'Mother's Day': Excerpts From Those Horrible, No Good, Very Bad Reviews
Julia Roberts and Jennifer Aniston in ‘Mother’s Day’ (Ron Batzdorff /Open Road Films via AP)
To say that some of the reviews for Mother’s Day are negative is like saying Game of Thrones contains mildly suggestive material: It is an understatement of the highest order. The latest Garry Marshall-directed ensemble rom-com that centers around a universally celebrated, secular holiday has been completely annihilated by critics. (And it’s opening in theaters today!)
At the time of this writing, it has an eight percent positive rating on Rotten Tomatoes. But what’s striking isn’t the number of bad reviews — it’s the level of vitriol so many of those assessments contain. Here’s a sampling of some of the harshest things that have been written so far about a movie in which Julia Roberts is inexplicably forced to adopt a hair style worse than the Saturday Night Live’s Target Lady’s.
Jon Frosch, The Hollywood Reporter: “Even if you haven’t seen Garry Marshall’s last two holiday-pegged efforts — Valentine’s Day and New Year’s Eve, with their generous smattering of stars, sub-sitcom one-liners and shameless heartstring yanking — it won’t take long to figure out what kind of movie Mother’s Day is. The signs are there in the first few minutes: perky pop song over the opening credits, hokey voiceover, people rushing through morning routines (no one is ever on time in these comedies), ill-advised dialogue (when a woman chides her young son for not wearing underwear, he replies, exasperated: ‘It’s called free balling, Mom!’). Mother’s Day is bad from the start, and it doesn’t get better.”
David Ehrlich, Indiewire: “Lifeless, ugly, and vaguely evil in its gross attempt to offer something for everyone, Mother’s Day doesn’t feel like a movie so much as it does a cinematic adaptation of Walmart.”
Moira MacDonald, Seattle Times: “Motherhood, let no one disagree, is hard work. Then again, so is sitting through Garry Marshall’s new comedy Mother’s Day, a two-hour movie so forgettable that I’m not convinced it actually exists.”
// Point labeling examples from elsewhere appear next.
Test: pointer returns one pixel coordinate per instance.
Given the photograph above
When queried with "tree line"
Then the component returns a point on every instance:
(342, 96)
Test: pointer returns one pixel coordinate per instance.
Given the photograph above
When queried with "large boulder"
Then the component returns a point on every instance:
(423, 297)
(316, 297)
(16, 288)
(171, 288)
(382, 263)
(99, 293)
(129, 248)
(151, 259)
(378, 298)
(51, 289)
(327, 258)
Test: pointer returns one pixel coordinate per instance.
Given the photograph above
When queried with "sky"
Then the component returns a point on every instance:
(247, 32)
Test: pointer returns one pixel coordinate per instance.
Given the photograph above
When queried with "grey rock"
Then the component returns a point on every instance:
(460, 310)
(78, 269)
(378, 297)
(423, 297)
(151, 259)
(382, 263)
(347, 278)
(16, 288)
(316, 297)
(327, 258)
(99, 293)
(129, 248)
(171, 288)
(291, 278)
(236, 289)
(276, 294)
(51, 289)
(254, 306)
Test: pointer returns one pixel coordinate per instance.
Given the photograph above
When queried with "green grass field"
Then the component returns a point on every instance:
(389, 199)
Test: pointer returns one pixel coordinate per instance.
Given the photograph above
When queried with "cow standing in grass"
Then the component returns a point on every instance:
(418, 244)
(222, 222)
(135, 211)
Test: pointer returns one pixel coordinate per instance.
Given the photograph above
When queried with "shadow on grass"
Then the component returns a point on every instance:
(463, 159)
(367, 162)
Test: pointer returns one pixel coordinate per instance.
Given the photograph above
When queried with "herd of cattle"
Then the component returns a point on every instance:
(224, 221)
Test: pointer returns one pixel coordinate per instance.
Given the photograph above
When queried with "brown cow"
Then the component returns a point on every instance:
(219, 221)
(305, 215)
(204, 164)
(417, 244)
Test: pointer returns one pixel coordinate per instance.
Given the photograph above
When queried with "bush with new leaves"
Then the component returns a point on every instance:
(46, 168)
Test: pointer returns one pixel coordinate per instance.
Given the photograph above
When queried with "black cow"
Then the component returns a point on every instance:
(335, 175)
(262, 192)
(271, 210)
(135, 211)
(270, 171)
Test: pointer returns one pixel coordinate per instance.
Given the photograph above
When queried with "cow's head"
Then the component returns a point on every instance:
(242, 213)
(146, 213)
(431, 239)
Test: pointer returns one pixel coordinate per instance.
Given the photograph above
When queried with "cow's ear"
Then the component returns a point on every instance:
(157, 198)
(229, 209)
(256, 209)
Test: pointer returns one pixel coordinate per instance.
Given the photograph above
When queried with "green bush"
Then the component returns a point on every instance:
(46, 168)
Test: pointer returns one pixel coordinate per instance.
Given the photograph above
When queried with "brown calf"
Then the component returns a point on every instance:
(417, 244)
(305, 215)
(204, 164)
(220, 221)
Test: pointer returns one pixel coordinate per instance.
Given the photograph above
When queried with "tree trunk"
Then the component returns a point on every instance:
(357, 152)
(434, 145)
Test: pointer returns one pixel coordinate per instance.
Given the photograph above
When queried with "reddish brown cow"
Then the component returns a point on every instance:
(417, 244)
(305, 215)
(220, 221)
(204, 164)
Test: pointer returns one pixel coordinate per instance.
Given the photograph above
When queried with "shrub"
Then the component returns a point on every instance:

Matt Singer, ScreenCrush: “So much of Mother’s Day is a collection of the strange and the bizarre. What to make of the scene where Timothy Olyphant silently contemplates a glazed donut as if he’s never seen one before in his entire life? Or the car chase involving a giant parade float shaped like a uterus and vagina? Or the character who holds a book signing (not at a bookstore, mind you), asking each fan ‘Who do I make this out to?’ until one walks up and dramatically announces ‘Your daughter!!!’”
Jen Chaney, Washington Post*: “At one point, Jennifer Garner sings a Huey Lewis and the News song in what feels like the whitest moment in the history of cinema. That is, until roughly 45 minutes later, when Jason Sudeikis does a karaoke version of ‘The Humpty Dance’ while wearing salmon-colored pants. This thing is a mess.” (*Yes, I am quoting myself. Look, if Garry Marshall can make three versions of essentially the same movie, I can quote my own review in this round-up.)
Glenn Kenny, The New York Times: “There’s suspense, as when Jason Sudeikis, playing a single dad, sings ‘The Humpty Dance’ for a roomful of children, and you wonder if he’ll make it to the line ‘I once got busy in a Burger King bathroom.’”
Alison Willmore, Buzzfeed: “Kimberly (Loni Love) is, unbelievably, the only black character of any significance in Mother’s Day, despite the movie being set in Atlanta. She’s still minor, there to provide commentary on Bradley’s life and to serve as the sort of comic relief that gets assigned to the fuller bodied — she, for instance, has trouble getting out of her lawn chair, which is the kind of visual gag that comes across as meaner in a movie that makes a point of being overstuffed with lithe blondes in athleisure wear calling each other about pilates class.”
Andrew Lapin, Uproxx: “Some sequences are cut together in a way where you’re not sure where the characters are standing or who they’re talking to. Others end with a sudden shot of a fat woman struggling to get out of a chair, or a little person simply standing in place, and we’re led to believe that is supposed to be the scene-capping joke.”
Justin Chang, Los Angeles Times: “The lurching incoherence of Mother’s Day is that it crudely solicits your amusement one minute, then expects you to tear up at a series of shameless third-act twists involving a cemetery visit, an asthma attack and an impromptu wedding. Have I said too much? Hardly. If you’ve seen any of these movies, you know how this one ends — not a minute too soon.”
Jordan Hoffman, The Guardian: “If this were a just world, someone like John Waters will end up presenting this film at midnight screenings as audiences, dressed in character, hurl rejoinders at the screen. Mother’s Day, Garry Marshall’s third in an unofficial trilogy that includes Valentine’s Day and New Year’s Eve, is a goddamn trash masterpiece.”
Yeah, that last review is about as positive as it gets.